There's Nothing Out There is a 1991 comedy horror film directed by Rolfe Kanefsky and starring Craig Peck, Wendy Bednarz, and Mark Collver.

In the film, an extraterrestrial resembling a frog attempts to mate with unwilling teenage girls. A boy attempts to save the damsels-in-distress.

==Plot==
A frog-like alien attacks a group of teenagers who are camping, to mate with the girls. A boy's horror film knowledge helps them fight against the monster.

==Production==
Kanefsky directed this film when he was 20 years old. The film satirizes horror films, five years before Scream would be released. A review for DVD Verdict said that the difference between There's Nothing Out There and Scream is that the first film is a comedy, while the other film can stand alone as a horror film. Various horror films are referenced, including Psycho.

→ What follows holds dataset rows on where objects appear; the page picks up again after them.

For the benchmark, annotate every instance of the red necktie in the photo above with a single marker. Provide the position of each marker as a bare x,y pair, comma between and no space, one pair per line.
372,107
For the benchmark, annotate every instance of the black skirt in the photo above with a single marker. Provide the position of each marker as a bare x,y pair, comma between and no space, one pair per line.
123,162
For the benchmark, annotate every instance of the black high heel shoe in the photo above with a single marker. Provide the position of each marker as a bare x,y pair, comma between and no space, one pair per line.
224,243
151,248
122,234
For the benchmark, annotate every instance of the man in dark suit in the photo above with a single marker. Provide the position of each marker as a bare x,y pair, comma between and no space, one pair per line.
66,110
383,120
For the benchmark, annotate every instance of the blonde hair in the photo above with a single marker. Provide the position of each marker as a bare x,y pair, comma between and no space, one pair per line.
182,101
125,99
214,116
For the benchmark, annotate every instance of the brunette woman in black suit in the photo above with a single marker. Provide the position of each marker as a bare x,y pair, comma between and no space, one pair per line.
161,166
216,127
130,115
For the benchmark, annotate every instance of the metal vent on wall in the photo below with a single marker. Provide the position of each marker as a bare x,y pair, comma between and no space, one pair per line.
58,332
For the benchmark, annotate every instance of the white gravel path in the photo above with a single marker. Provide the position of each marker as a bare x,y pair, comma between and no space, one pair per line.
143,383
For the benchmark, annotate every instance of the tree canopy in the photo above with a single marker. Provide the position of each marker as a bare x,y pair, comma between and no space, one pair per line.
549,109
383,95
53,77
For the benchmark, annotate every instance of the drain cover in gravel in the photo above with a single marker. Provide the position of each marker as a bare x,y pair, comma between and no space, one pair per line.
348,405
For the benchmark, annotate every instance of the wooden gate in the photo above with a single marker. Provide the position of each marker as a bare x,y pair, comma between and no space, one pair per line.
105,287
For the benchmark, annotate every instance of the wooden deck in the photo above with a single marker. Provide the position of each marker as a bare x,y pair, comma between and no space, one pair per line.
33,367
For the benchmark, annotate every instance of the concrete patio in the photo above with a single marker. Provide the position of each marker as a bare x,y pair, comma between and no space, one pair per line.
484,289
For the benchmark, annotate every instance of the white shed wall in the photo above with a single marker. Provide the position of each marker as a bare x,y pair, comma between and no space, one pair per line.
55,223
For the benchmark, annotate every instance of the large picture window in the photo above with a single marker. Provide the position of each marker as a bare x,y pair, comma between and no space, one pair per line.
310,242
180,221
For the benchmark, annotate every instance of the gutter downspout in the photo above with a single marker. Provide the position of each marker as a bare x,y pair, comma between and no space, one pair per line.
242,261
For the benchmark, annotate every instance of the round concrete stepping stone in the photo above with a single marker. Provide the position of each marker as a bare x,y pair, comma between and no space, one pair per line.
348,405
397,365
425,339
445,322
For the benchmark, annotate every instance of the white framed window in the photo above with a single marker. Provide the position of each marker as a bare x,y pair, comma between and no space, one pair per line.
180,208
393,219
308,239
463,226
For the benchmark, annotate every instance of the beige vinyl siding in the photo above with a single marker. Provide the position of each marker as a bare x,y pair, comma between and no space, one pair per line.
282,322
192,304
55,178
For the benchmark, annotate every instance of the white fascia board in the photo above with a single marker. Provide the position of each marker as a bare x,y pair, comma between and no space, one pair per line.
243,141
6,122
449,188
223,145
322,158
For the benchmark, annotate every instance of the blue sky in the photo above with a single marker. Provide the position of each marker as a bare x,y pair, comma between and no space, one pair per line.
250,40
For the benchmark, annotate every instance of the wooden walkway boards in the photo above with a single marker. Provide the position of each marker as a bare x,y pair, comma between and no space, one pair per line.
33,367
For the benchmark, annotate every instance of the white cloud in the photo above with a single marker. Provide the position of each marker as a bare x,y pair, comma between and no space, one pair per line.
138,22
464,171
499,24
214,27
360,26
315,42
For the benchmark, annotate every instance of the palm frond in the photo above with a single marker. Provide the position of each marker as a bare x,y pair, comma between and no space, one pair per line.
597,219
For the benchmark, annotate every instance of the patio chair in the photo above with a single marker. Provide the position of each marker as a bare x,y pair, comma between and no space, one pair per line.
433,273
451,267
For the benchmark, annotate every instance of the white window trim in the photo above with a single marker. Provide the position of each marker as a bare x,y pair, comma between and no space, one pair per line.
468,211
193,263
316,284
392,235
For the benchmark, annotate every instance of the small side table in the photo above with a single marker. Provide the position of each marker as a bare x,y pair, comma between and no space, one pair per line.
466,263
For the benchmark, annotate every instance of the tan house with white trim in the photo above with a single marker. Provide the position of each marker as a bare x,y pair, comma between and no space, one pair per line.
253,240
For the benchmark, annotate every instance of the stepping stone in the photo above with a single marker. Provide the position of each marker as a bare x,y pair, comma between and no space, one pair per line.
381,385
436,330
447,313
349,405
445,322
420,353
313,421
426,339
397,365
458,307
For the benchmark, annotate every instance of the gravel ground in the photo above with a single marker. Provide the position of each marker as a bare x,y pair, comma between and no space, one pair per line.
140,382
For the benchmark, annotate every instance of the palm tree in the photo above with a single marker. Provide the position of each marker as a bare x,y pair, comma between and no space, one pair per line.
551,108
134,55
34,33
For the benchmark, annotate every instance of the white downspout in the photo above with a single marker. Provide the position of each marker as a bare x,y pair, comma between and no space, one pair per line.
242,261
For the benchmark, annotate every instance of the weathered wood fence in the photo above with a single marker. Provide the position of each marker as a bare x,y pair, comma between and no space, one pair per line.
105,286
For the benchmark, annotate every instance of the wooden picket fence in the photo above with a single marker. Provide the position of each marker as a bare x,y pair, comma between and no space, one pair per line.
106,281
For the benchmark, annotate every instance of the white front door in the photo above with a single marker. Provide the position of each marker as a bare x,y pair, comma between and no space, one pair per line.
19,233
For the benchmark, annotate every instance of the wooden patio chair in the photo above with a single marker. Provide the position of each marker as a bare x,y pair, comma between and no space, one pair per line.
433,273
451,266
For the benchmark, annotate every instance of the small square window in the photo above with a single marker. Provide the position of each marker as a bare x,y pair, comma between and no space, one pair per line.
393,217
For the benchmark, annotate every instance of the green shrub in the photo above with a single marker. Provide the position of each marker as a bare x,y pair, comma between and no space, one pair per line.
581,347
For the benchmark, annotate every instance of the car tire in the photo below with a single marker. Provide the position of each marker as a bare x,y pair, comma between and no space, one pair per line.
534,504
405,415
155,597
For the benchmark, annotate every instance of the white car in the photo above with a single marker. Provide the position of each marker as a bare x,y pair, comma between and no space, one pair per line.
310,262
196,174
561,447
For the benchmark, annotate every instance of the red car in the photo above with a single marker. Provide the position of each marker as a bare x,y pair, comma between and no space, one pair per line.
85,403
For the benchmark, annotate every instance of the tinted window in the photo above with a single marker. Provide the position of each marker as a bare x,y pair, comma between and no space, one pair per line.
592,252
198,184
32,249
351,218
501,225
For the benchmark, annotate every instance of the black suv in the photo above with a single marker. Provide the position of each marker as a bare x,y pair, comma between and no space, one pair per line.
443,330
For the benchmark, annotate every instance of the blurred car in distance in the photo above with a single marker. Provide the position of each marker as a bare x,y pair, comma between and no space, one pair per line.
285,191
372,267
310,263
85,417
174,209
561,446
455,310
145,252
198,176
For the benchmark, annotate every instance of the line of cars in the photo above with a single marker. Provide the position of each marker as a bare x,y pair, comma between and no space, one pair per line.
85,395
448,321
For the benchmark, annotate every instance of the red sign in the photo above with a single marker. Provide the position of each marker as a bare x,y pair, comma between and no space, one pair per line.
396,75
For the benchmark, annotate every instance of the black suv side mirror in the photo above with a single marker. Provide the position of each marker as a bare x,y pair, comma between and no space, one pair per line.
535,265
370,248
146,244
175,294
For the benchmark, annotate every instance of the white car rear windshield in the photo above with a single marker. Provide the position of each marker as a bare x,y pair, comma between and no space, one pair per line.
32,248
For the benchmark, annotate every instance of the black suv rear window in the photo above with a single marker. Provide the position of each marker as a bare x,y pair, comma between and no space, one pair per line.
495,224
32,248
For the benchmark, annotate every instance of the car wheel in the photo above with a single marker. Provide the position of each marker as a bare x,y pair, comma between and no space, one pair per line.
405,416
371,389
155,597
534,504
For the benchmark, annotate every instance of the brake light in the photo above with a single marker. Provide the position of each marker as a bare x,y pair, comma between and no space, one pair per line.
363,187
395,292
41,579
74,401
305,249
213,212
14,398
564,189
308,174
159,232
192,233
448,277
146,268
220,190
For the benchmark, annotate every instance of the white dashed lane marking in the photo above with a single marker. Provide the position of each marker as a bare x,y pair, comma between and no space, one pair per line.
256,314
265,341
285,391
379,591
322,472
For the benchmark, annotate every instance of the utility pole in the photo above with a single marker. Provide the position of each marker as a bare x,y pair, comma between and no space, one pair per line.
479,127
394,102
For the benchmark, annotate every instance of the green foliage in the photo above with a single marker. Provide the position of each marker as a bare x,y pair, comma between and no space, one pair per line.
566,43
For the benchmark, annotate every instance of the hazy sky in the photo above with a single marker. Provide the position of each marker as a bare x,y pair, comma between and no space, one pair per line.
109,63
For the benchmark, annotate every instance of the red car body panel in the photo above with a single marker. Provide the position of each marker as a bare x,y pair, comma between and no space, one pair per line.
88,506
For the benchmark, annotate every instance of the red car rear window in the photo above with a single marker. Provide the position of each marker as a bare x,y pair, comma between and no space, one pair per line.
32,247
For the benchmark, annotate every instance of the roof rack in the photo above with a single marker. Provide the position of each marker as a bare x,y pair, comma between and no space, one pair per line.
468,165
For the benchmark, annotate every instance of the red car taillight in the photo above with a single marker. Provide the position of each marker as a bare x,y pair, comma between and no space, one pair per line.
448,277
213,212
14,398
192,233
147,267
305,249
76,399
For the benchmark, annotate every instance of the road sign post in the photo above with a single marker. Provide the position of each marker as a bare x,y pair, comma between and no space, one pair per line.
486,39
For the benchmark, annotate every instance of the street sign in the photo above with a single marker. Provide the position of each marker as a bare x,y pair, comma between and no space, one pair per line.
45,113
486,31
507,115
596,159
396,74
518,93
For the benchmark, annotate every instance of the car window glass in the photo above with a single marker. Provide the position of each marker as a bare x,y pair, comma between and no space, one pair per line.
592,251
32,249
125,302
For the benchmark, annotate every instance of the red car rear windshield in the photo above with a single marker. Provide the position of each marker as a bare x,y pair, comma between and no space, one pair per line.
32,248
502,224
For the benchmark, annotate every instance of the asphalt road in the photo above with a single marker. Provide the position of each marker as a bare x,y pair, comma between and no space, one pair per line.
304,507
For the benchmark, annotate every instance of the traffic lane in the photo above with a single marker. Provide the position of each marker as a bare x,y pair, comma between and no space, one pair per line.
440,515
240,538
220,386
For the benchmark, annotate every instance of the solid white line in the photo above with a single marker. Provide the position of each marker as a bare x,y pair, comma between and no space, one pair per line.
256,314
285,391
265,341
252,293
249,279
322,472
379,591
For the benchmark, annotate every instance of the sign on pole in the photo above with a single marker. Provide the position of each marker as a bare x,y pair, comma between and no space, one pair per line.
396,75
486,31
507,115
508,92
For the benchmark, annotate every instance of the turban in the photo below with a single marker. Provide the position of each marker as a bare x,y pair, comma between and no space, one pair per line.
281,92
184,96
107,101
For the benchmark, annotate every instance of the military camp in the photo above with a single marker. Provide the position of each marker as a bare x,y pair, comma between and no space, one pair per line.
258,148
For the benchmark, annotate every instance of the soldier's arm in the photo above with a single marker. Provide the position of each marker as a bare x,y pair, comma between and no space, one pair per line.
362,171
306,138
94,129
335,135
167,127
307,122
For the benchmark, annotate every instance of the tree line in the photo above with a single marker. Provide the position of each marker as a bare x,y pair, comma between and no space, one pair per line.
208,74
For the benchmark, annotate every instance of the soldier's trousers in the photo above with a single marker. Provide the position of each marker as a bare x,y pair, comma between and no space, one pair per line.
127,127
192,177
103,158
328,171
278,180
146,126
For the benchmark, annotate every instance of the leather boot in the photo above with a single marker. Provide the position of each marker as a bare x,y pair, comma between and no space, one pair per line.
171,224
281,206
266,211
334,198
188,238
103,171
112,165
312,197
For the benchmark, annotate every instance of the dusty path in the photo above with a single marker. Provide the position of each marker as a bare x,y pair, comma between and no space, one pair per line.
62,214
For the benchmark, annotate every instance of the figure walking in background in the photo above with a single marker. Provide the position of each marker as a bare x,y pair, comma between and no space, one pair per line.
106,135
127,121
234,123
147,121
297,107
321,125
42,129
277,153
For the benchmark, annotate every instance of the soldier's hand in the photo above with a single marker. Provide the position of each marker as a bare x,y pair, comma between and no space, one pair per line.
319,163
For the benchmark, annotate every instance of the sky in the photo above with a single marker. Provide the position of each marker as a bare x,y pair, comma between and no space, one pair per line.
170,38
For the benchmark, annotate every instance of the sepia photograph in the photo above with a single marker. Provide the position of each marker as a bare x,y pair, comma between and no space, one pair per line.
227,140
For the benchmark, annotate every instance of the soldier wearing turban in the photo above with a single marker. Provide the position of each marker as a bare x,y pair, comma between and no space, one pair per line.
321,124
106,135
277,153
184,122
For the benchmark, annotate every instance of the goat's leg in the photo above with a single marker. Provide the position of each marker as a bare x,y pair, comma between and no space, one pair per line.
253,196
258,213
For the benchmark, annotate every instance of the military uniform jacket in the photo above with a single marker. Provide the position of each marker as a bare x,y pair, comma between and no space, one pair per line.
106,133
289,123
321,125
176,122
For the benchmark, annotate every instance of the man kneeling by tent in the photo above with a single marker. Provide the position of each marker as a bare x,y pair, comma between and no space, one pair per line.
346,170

There's Nothing Out There was filmed with 16 mm film, with the editing done on a Steenbeck. The film was finished in 1990 and was first released in 1991. After the film's success at the Independent Film Project film festival, they attempted to have a film studio release it. The director said of the film studios, "We had some important screenings, but the studios didn't understand the film. It was a horror film and a comedy that talked about horror films". He also compared his film to Scream.

It had a showing in New York City and Los Angeles, but no profit was made. The film rights were sold to Image Entertainment in 1992, and the company released the film on VHS and laser disc. The film aired on HBO and Cinemax in 1993.

==Reception==

Reviewing the film in The New York Times, Janet Maslin wrote that Kanefsky's "intentions are good and his effects sometimes funny, but the whole film plays like exactly what it is, namely the work of a 20-year-old college student". She concluded that "Aside from Mr. Peck's comic timing and the cleverness of a few gags...not much about the film rises above amateurishness, but Mr. Kanefsky does show energy and promise."

Tom Becker, of DVD Verdict, concluded his review with, "A cool, if slightly loquacious, release from Troma, There's Nothing Out There is a fun little film that's worth checking out".

A review in VideoHound's Cult Flicks & Trash Pics said, "In general, this no-budget parody of screen schlock is barely better than the dreck it imitates".

==Home media==
Image Entertainment released the film on VHS and laser disc in 1992. It was released on DVD in 2011 by Troma Entertainment.